La première fois que je suis revenu en Italie, cela faisait 14 ans que j'étais là. J'y suis allé en 1966, puis en 1980, en 1986 et en 1992. Et maintenant, je peux, après 12 ans de plus. 

     Qu'est-ce qui vous a le plus impressionné lors de votre retour en Italie ? 
Quand on rentre en Italie, on le ressent, mais que peut-on faire ? C'est pour cela que j'ai tant fait, tant fait pour faire partir mes enfants d'ici ; parce qu'il faut savoir qu'être immigré fait toujours souffrir, parce que le lieu où l'on naît, même s'il est laid, est toujours beau. 
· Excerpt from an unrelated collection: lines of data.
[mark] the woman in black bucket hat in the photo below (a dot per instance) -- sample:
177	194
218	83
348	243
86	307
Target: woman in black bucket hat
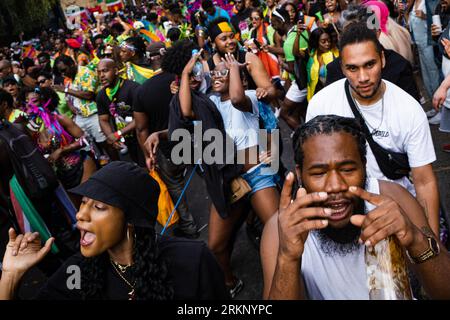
121	256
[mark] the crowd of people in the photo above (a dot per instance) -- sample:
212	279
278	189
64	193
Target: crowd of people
101	107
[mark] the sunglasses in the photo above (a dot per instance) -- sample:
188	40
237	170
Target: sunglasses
219	73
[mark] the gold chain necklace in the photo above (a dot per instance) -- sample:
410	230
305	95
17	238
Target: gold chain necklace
122	267
119	272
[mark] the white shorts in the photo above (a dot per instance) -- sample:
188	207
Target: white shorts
294	94
91	127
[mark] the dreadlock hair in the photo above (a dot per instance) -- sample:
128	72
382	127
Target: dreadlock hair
177	56
358	32
327	124
150	271
45	94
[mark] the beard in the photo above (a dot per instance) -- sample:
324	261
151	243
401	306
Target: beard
375	91
344	240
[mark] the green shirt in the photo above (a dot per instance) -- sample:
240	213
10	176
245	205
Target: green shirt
288	45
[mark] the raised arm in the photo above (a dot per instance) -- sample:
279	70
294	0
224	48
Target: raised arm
22	253
185	91
236	91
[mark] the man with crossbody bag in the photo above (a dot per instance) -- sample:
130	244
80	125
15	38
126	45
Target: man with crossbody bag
396	125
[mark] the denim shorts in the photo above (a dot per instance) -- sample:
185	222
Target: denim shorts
259	180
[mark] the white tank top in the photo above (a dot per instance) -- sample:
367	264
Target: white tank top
337	277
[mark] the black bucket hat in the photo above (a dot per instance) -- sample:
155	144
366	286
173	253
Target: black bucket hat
126	186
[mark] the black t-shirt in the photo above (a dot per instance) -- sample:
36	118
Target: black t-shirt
153	98
193	272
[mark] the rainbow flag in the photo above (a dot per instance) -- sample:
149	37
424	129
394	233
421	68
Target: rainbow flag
114	5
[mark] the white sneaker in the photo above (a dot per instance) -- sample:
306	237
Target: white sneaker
436	119
431	113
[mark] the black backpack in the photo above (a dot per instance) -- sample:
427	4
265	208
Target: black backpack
32	170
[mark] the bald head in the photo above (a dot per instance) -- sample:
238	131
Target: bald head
5	69
107	72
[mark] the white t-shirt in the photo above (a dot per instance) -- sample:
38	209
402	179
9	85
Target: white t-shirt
241	126
336	277
404	127
446	72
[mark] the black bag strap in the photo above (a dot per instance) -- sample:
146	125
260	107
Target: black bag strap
394	165
358	115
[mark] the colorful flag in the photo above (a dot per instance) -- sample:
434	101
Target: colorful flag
114	5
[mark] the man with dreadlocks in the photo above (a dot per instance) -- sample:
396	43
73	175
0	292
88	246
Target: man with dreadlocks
121	255
314	247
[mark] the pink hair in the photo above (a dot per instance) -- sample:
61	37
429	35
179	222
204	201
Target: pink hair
381	11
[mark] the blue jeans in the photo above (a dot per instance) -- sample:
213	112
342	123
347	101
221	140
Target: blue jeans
430	72
258	181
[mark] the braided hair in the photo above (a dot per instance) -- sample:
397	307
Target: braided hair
327	124
151	272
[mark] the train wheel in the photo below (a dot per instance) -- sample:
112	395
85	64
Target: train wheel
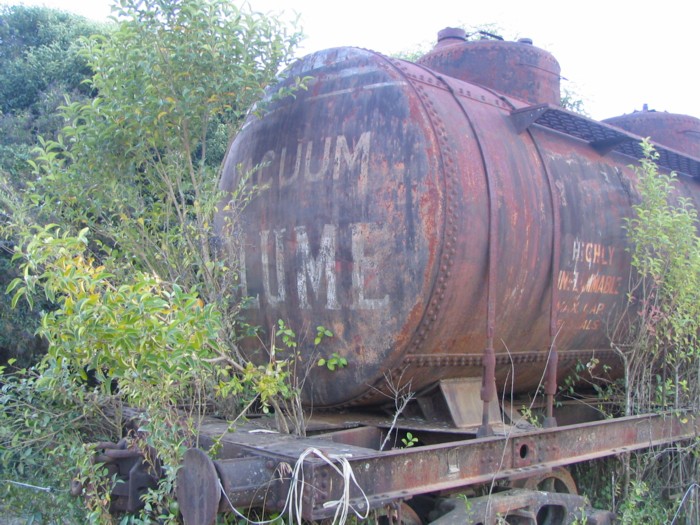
402	514
558	480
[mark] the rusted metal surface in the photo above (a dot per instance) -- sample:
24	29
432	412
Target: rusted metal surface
679	132
132	470
439	229
514	69
385	477
522	506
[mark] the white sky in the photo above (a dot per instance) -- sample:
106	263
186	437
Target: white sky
618	54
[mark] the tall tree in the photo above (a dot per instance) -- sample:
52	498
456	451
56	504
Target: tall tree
40	64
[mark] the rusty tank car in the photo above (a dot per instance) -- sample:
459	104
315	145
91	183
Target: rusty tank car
462	235
442	218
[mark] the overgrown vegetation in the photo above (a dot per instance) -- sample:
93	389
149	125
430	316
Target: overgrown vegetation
112	231
40	63
657	341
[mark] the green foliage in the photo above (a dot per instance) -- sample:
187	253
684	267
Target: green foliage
135	164
335	361
42	424
409	441
40	63
662	354
643	506
39	50
114	233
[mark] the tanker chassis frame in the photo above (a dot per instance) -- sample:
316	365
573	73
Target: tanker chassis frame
259	469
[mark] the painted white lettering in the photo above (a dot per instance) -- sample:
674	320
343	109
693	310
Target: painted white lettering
286	181
325	161
315	268
253	302
361	151
362	266
279	266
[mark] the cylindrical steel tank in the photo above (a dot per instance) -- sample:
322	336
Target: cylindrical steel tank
403	210
678	132
517	69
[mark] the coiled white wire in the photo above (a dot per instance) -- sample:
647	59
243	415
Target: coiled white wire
294	501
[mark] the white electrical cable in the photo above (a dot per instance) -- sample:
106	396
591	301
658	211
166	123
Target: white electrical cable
295	496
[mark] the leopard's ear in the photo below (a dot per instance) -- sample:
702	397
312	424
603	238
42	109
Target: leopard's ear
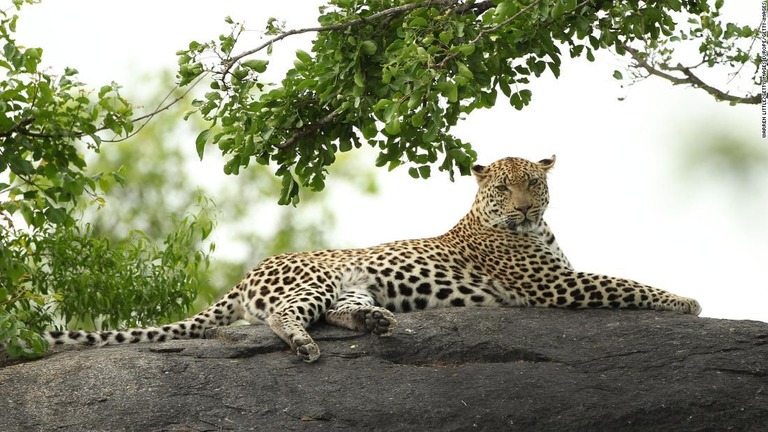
547	164
481	173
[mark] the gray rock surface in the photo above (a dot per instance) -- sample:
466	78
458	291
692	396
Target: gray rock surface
454	369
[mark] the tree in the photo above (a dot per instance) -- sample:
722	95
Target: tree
398	75
53	266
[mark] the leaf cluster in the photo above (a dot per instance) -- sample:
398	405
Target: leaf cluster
398	75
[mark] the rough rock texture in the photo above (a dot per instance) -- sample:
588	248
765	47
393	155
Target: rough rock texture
454	369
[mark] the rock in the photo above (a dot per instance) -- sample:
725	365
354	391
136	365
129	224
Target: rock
451	369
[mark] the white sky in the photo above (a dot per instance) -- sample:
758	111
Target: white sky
618	205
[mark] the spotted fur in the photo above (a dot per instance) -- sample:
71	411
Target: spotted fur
501	254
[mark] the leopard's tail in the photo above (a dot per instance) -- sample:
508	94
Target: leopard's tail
226	311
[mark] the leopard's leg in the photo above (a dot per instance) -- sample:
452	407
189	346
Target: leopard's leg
356	308
578	290
292	313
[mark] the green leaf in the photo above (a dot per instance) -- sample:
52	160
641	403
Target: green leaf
359	78
449	90
393	127
56	215
303	56
558	9
200	141
368	47
464	71
504	10
256	65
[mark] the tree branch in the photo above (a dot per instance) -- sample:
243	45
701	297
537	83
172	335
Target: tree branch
383	14
307	130
689	79
489	30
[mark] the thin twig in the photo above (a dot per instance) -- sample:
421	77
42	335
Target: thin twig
489	30
690	78
301	133
385	13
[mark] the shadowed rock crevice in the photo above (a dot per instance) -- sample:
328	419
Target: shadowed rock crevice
452	369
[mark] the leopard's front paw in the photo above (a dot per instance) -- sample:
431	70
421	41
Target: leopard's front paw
307	350
380	322
690	306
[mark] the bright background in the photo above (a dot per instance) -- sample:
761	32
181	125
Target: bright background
626	198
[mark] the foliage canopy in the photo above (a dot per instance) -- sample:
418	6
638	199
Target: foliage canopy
398	75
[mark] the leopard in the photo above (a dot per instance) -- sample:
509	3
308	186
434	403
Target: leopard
500	254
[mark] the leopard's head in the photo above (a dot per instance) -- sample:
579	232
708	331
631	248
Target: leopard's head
513	193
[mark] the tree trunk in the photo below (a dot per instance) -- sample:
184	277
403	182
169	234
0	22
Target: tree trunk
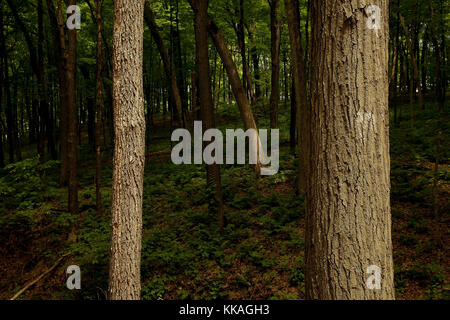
439	92
174	90
98	120
413	62
206	103
2	156
348	205
255	60
72	118
129	150
299	76
240	32
8	110
275	36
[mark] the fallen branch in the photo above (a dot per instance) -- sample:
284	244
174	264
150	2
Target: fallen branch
40	277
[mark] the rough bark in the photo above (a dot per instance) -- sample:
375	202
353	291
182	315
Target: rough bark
299	77
2	156
439	91
98	120
409	43
72	119
206	103
129	150
240	33
275	37
348	203
174	90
Je ne peux pas me plaindre de l'Argentine parce que, grâce à Dieu, j'ai créé un foyer pour mes deux fils, j'ai créé un foyer pour moi. J'ai construit des hangars, du matériel pour mon travail, que j'ai toujours. Ce dont je me plains en Argentine, c'est qu'après avoir travaillé 50 ans sur cette terre, maintenant que l'on devrait avoir une pension, que l'on pourrait s'en sortir sans rien faire, on se bat pour maintenir le peu de capital qui nous reste. On s'active pour pouvoir payer les choses, pour pouvoir payer tous les impôts. Ça ne devrait pas être comme ça parce que quand on a travaillé toute sa vie, on devrait déjà être bien loti, alors qu'ici, la politique a toujours reculé.